During the height of the pandemic, New Yorkers were reminded of what makes the city’s heart beat — its arts and culture.
Stonehenge, a real estate company based in New York City, feels the same way. In an effort to fill the void created by quarantine and isolation, the company created the NYC Still Standing Residency.
In exchange for regular commissions of their work, Stonehenge gifted 20 applicants with one year of free residency at their properties in Queens and Manhattan.
Ofer Yardeni, chairman and CEO of Stonehenge, said it was incredibly difficult to choose just 20 artists out of the nearly 1,000 applicants for the program.
“Artists are the kind of people that create a community and change our lives for the better, whether it’s music, visual arts or photography,” said Yardeni. “Their income is never high enough.
“When these artists got the keys to the building, they were very grateful and we have an amazing relationship with them,” he added. “So it was a conscious decision to provide a place for them to rest their heads and relax during the pandemic without thinking about rent.”
One of the artists selected for the residency was Ngozi Anyanwu, an actress, producer and playwright.

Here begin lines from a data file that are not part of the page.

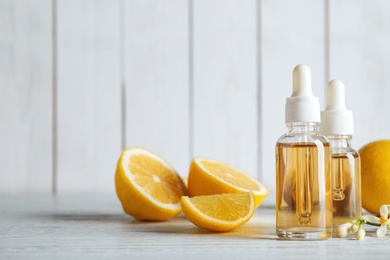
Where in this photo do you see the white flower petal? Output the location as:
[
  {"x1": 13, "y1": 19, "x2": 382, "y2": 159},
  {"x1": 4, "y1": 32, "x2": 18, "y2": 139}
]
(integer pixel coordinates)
[
  {"x1": 376, "y1": 225, "x2": 387, "y2": 237},
  {"x1": 381, "y1": 205, "x2": 389, "y2": 219},
  {"x1": 351, "y1": 225, "x2": 359, "y2": 234},
  {"x1": 355, "y1": 228, "x2": 366, "y2": 240},
  {"x1": 361, "y1": 215, "x2": 380, "y2": 224},
  {"x1": 336, "y1": 222, "x2": 352, "y2": 237}
]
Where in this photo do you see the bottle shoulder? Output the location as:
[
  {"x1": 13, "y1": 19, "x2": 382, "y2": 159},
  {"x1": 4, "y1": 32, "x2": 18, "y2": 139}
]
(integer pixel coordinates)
[
  {"x1": 277, "y1": 133, "x2": 329, "y2": 144},
  {"x1": 332, "y1": 146, "x2": 360, "y2": 158}
]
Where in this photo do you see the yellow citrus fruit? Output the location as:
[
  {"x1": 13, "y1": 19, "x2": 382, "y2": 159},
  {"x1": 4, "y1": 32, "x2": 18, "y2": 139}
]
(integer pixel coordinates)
[
  {"x1": 181, "y1": 192, "x2": 256, "y2": 231},
  {"x1": 115, "y1": 147, "x2": 187, "y2": 221},
  {"x1": 359, "y1": 140, "x2": 390, "y2": 215},
  {"x1": 188, "y1": 157, "x2": 268, "y2": 208}
]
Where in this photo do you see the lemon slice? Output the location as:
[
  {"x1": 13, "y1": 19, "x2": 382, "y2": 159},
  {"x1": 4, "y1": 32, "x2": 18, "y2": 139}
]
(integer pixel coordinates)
[
  {"x1": 188, "y1": 157, "x2": 268, "y2": 208},
  {"x1": 181, "y1": 192, "x2": 256, "y2": 231},
  {"x1": 115, "y1": 147, "x2": 187, "y2": 221}
]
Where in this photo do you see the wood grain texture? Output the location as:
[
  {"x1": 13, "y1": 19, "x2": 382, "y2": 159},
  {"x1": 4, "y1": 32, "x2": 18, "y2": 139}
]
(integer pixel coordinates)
[
  {"x1": 57, "y1": 0, "x2": 121, "y2": 193},
  {"x1": 124, "y1": 0, "x2": 190, "y2": 176},
  {"x1": 0, "y1": 196, "x2": 390, "y2": 260},
  {"x1": 260, "y1": 0, "x2": 326, "y2": 195},
  {"x1": 329, "y1": 0, "x2": 390, "y2": 149},
  {"x1": 0, "y1": 0, "x2": 52, "y2": 193},
  {"x1": 193, "y1": 0, "x2": 258, "y2": 177}
]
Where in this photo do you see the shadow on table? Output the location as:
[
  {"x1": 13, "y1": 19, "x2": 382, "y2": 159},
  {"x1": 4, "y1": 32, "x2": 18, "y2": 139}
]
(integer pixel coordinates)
[{"x1": 127, "y1": 215, "x2": 277, "y2": 239}]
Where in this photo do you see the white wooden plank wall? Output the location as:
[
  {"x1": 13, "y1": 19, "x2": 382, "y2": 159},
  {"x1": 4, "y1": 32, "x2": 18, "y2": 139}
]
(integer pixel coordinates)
[
  {"x1": 0, "y1": 0, "x2": 53, "y2": 194},
  {"x1": 56, "y1": 0, "x2": 121, "y2": 193},
  {"x1": 0, "y1": 0, "x2": 390, "y2": 194},
  {"x1": 193, "y1": 0, "x2": 258, "y2": 176},
  {"x1": 124, "y1": 0, "x2": 190, "y2": 176},
  {"x1": 329, "y1": 0, "x2": 390, "y2": 152},
  {"x1": 260, "y1": 0, "x2": 326, "y2": 194}
]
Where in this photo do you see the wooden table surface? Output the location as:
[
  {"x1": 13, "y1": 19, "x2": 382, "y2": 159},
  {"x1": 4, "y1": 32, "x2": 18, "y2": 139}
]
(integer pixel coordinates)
[{"x1": 0, "y1": 195, "x2": 390, "y2": 260}]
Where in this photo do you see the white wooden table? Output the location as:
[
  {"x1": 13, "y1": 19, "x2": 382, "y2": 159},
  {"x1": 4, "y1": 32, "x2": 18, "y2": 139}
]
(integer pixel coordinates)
[{"x1": 0, "y1": 195, "x2": 390, "y2": 260}]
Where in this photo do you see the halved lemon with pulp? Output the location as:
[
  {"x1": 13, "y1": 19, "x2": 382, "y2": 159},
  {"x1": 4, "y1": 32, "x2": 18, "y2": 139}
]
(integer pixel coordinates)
[
  {"x1": 188, "y1": 157, "x2": 268, "y2": 208},
  {"x1": 181, "y1": 192, "x2": 256, "y2": 231},
  {"x1": 115, "y1": 147, "x2": 187, "y2": 221}
]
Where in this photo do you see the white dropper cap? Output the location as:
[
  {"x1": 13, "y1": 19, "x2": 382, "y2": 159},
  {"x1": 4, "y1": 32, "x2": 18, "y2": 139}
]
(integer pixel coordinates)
[
  {"x1": 320, "y1": 80, "x2": 353, "y2": 135},
  {"x1": 286, "y1": 64, "x2": 321, "y2": 123}
]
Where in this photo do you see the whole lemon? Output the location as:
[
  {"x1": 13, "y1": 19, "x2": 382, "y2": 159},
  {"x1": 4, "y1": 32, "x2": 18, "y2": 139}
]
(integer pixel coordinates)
[{"x1": 359, "y1": 140, "x2": 390, "y2": 215}]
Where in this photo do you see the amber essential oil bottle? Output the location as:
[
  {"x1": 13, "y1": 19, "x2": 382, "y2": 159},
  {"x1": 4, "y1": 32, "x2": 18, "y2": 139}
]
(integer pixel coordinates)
[
  {"x1": 276, "y1": 65, "x2": 332, "y2": 240},
  {"x1": 320, "y1": 80, "x2": 362, "y2": 228}
]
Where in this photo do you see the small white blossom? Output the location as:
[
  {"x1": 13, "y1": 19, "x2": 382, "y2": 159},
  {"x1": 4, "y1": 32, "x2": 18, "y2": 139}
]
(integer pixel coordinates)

She found out about Still Standing through social media and applied for a chance to be able to do what she loves in New York, where she has lived on-and-off for 15 years.
“As a playwright, you’re always seeking opportunities as far as housing and residencies to lock yourself away somewhere nice to go through your art,” said Anyanwu.
“So I was very excited to be selected,” she continued. “The way that I’m living now is better than I’ve ever lived. Sometimes when I’m writing I just stare out the window and admire how beautiful New York is.”
Anyanwu has been a part of a number of projects during her residency, but the one she said she’s most proud of is “Seven Deadly Sins,” a compilation of short plays curated and directed by Moisés Kaufman.
The critically acclaimed event was one of the first to reopen to the public mid-pandemic, and Anyanwu said she is extremely grateful to have been a part of it.
“I think I underestimated the project when I said ‘yes,’ but then to see people walking through New York again and how everything came about, I felt like I was getting the New York I was promised when I first moved here 15 years ago,” she said.
To be selected, each applicant submitted their artwork, two personal essays, two professional references and a resume to a selection committee for review.
The selection committee consisted of established artists of many backgrounds, including visual artists, playwrights, graphic designers and art historians.
“The residency is a pioneering program that extends opportunities to a very talented and diverse group of artists who all explore the multi-faceted and rich nature of New York City,” said committee member David Benrimon. “The program, which enables artists to focus on their unique art practices, is a silver-lining of a pandemic-year, as it reinvests resources back into our community.”